After a month of setting aside progress on my current build, a double-knuckled, vee-bottomed pram, to prep for the coming market crash, to re-build my varnish station, and to knock out some Fall chores, I glued up the outwales today.
I estimated 500 grains [NB: not grams, which is too gross a measurement to ensure a never-failing cure] of epoxy would do the job and came within two brush stokes of not mixing too much. Also, this time, I forced myself to wear Nitrile gloves. I've been using epoxy for 30 years and never had an allergic reaction. But when properly-fitting gloves can be found and are so cheap, there was no longer an excuse not to wear them, given that I want to depend on epoxy for another 30 years.

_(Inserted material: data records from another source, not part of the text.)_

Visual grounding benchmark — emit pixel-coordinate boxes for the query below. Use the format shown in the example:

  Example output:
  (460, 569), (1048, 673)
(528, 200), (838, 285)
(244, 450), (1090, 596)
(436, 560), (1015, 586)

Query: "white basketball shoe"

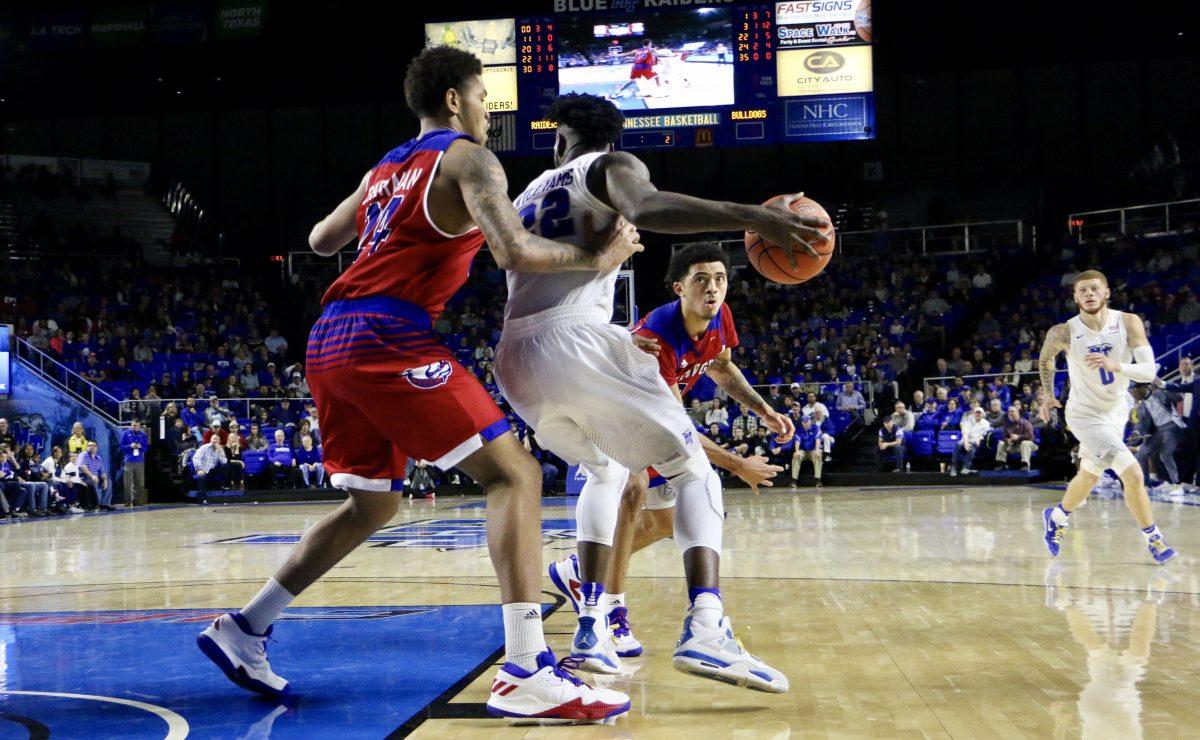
(196, 612), (288, 697)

Predictably, because I was wearing gloves, I almost didn't need them, because I was also making an effort to work as cleanly as possible. Tomorrow, I'll glue in the scupper blocks. The next day, the inwales. Then I'll fit seat-risers, crown the transoms, clean up the interior, then flip the hull, fit and install a skeg, clean up bottom, move the boat to my varnish station, and re-set up my lofting-table for my next build, which I'm not sure what it's going to be, whether a seven-plank rowing gig, a three-plank sail boat, or a light-weight, tortured-ply canoe. Any of them would be fun. It all depends on how much complexity I want to deal with. My inclination is 'simple and fast', which probably means a different plan entirely, maybe a clinker stem dinghy for which I wouldn't be drawing the plans, but using some from Stanley Small Craft. http://www.harborfreight.com/5-mil-nitrile-powder-free-gloves-100-pc-large-68497.html http://stanleysmallcraft.net/epages/171f198d-3099-4ff2-8724-120d466c8268.sf/en_GB/?ObjectPath=/Shops/171f198d-3099-4ff2-8724-120d466c8268/Categories/Category1/Clinker_Ply_Designs Charlie |
Just transferred the boat to my fitting out/ varnishing station and set up my lofting station for the next build. The blue you see is tape to protect the bottom while I plane down plank overlaps. As yet, I have no idea which boat I'll build next. But waist-high sheets of plywood make a good place to read or draw plans.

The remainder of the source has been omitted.